A cavallo tra le due proiezioni gli attori sono intervenuti in una conferenza dove hanno espresso il loro stupore nello scoprire che buona parte delle fiabe Disney fossero in realtà una eredità di Basile, rimanendo affascinati dalla varietà di situazioni che queste storie raccontano e che non finiscono col canonico “lieto fine”, ma raccontano storie più vere e vive rispetto a quelle hollywoodiane. Bebe, interprete della principessa Viola, è rimasta molto impressionata dal carattere del suo personaggio, che invece di aspettare il salvataggio del canonico principe azzurro agisce e risolve la situazione da sè, notando un personaggio molto moderno e femminista.

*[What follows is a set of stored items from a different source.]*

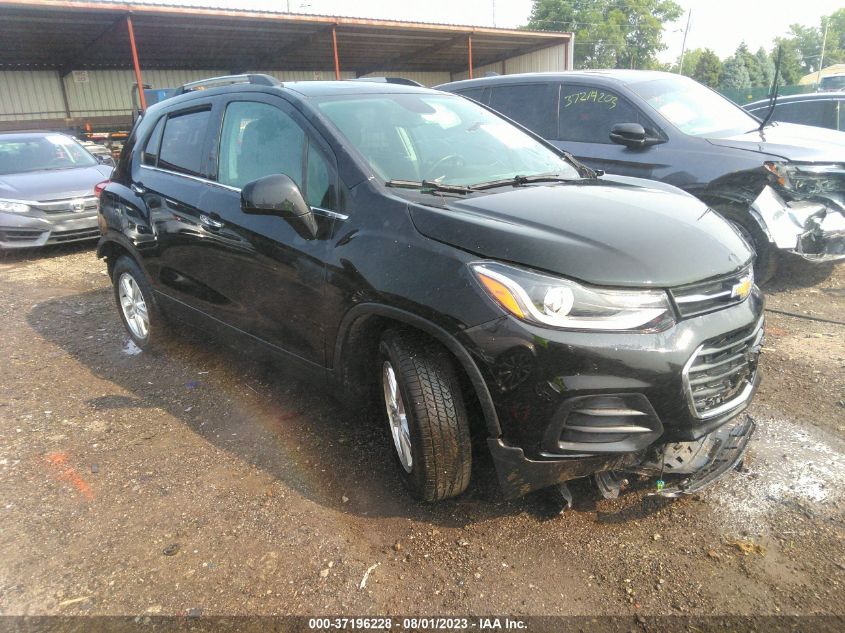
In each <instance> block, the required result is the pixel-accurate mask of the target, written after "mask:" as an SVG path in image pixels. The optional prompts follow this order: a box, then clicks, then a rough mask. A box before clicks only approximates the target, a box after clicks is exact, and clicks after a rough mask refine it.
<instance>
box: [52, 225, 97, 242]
mask: <svg viewBox="0 0 845 633" xmlns="http://www.w3.org/2000/svg"><path fill="white" fill-rule="evenodd" d="M98 237H100V229H99V228H98V227H96V226H95V227H93V228H87V229H74V230H72V231H53V232H52V233H51V234H50V239H49V240H47V241H48V242H49V243H50V244H57V243H60V242H74V241H76V240H93V239H95V238H98Z"/></svg>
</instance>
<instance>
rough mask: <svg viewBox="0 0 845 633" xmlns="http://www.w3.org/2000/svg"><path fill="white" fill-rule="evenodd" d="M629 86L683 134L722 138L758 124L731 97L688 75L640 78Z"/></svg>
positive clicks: (730, 135)
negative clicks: (721, 93)
mask: <svg viewBox="0 0 845 633" xmlns="http://www.w3.org/2000/svg"><path fill="white" fill-rule="evenodd" d="M628 87H629V88H630V89H631V90H632V91H634V92H635V93H636V94H637V95H639V96H640V97H642V98H643V99H644V100H645V102H646V103H648V105H649V106H651V107H652V108H654V110H655V111H656V112H659V113H660V114H661V116H663V117H664V118H665V119H666V120H667V121H669V123H671V124H672V125H674V126H675V127H676V128H678V129H679V130H681V132H683V133H684V134H690V135H692V136H709V137H713V138H724V137H728V136H734V135H736V134H743V133H745V132H750V131H752V130H756V129H757V128H758V127H759V125H760V122H759V121H757V119H755V118H754V117H752V116H751V115H750V114H748V113H747V112H746V111H745V110H743V109H742V108H740V107H739V106H738V105H736V104H735V103H734V102H733V101H730V100H729V99H726V98H725V97H723V96H722V95H720V94H718V93H716V92H713V91H712V90H710V89H709V88H705V87H704V86H702V85H701V84H700V83H698V82H697V81H694V80H692V79H689V78H687V77H672V78H668V79H655V80H651V81H643V82H640V83H636V84H629V85H628Z"/></svg>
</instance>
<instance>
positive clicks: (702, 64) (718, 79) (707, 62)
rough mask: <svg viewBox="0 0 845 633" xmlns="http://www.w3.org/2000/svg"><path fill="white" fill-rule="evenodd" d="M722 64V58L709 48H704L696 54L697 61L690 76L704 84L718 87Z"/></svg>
mask: <svg viewBox="0 0 845 633" xmlns="http://www.w3.org/2000/svg"><path fill="white" fill-rule="evenodd" d="M723 72H724V66H723V64H722V60H721V59H719V56H718V55H716V53H714V52H713V51H711V50H710V49H709V48H705V49H704V50H703V51H702V52H701V55H699V56H698V62H697V63H696V64H695V69H694V70H693V72H692V78H693V79H695V80H696V81H698V82H701V83H703V84H704V85H705V86H710V87H711V88H718V87H719V84H720V83H721V81H722V73H723Z"/></svg>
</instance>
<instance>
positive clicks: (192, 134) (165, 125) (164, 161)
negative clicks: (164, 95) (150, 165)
mask: <svg viewBox="0 0 845 633" xmlns="http://www.w3.org/2000/svg"><path fill="white" fill-rule="evenodd" d="M210 115H211V111H210V110H200V111H194V112H188V113H185V114H176V115H172V116H170V117H169V118H168V119H167V123H166V124H165V126H164V134H163V135H162V138H161V150H160V151H159V160H158V166H159V167H162V168H164V169H170V170H171V171H178V172H181V173H185V174H193V175H199V174H200V172H201V171H202V162H203V152H202V150H203V142H204V141H205V132H206V128H207V126H208V120H209V117H210Z"/></svg>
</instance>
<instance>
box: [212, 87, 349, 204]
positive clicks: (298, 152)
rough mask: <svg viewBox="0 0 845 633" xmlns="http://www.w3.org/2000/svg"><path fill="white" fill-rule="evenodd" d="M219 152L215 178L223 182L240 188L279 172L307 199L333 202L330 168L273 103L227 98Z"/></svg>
mask: <svg viewBox="0 0 845 633" xmlns="http://www.w3.org/2000/svg"><path fill="white" fill-rule="evenodd" d="M219 155H220V162H219V164H218V169H217V180H218V182H220V183H222V184H224V185H228V186H230V187H237V188H238V189H241V188H243V186H244V185H246V184H247V183H249V182H252V181H253V180H258V179H259V178H263V177H264V176H271V175H274V174H284V175H286V176H289V177H290V178H291V179H292V180H293V181H294V182H295V183H296V184H297V186H299V188H300V189H301V190H302V192H303V195H304V196H305V199H306V201H307V202H308V204H310V205H312V206H318V207H323V208H327V209H332V208H333V207H334V197H335V196H334V191H335V186H334V180H335V179H334V170H333V169H332V168H331V167H330V165H329V163H328V161H327V160H326V158H325V156H324V155H323V154H322V152H321V151H320V150H319V149H318V148H317V146H316V145H315V144H314V143H311V142H309V138H308V136H307V135H306V133H305V131H304V130H303V129H302V127H301V126H300V125H299V124H298V123H297V122H296V121H295V120H294V119H293V118H292V117H291V116H290V115H288V114H286V113H285V112H283V111H282V110H280V109H279V108H276V107H274V106H272V105H269V104H266V103H261V102H257V101H235V102H233V103H230V104H229V106H228V107H227V108H226V114H225V116H224V118H223V132H222V135H221V138H220V152H219ZM303 166H304V168H303Z"/></svg>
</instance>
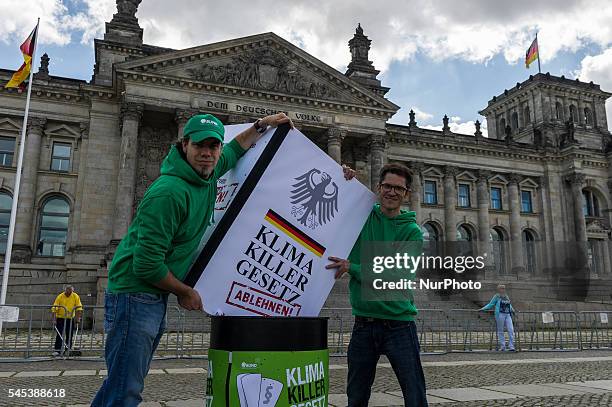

Sul palco inoltre il sindaco di Giugliano Antonio Poziello, che ha espresso la volontà di rilanciare Giugliano rendendola la città della fiaba, con l’intenzione non solo di creare un museo, ma annunciando che la città potrebbe tornare nuovamente ad avere un cinema dopo ben 30 anni dal rogo del Cinema Moderno. Altri ospiti sono stati il docente universitario Ettore Massarese, il critico cinematografico Alberto Castellano e Domenico Basile, discendente del Giambattista, che racconta di come Garrone cercasse un autore italiano di fiabe da cui trarre spunto per un film, e di come si sia innamorato di Giambattista Basile dopo averne sentito parlare da un amico scultore.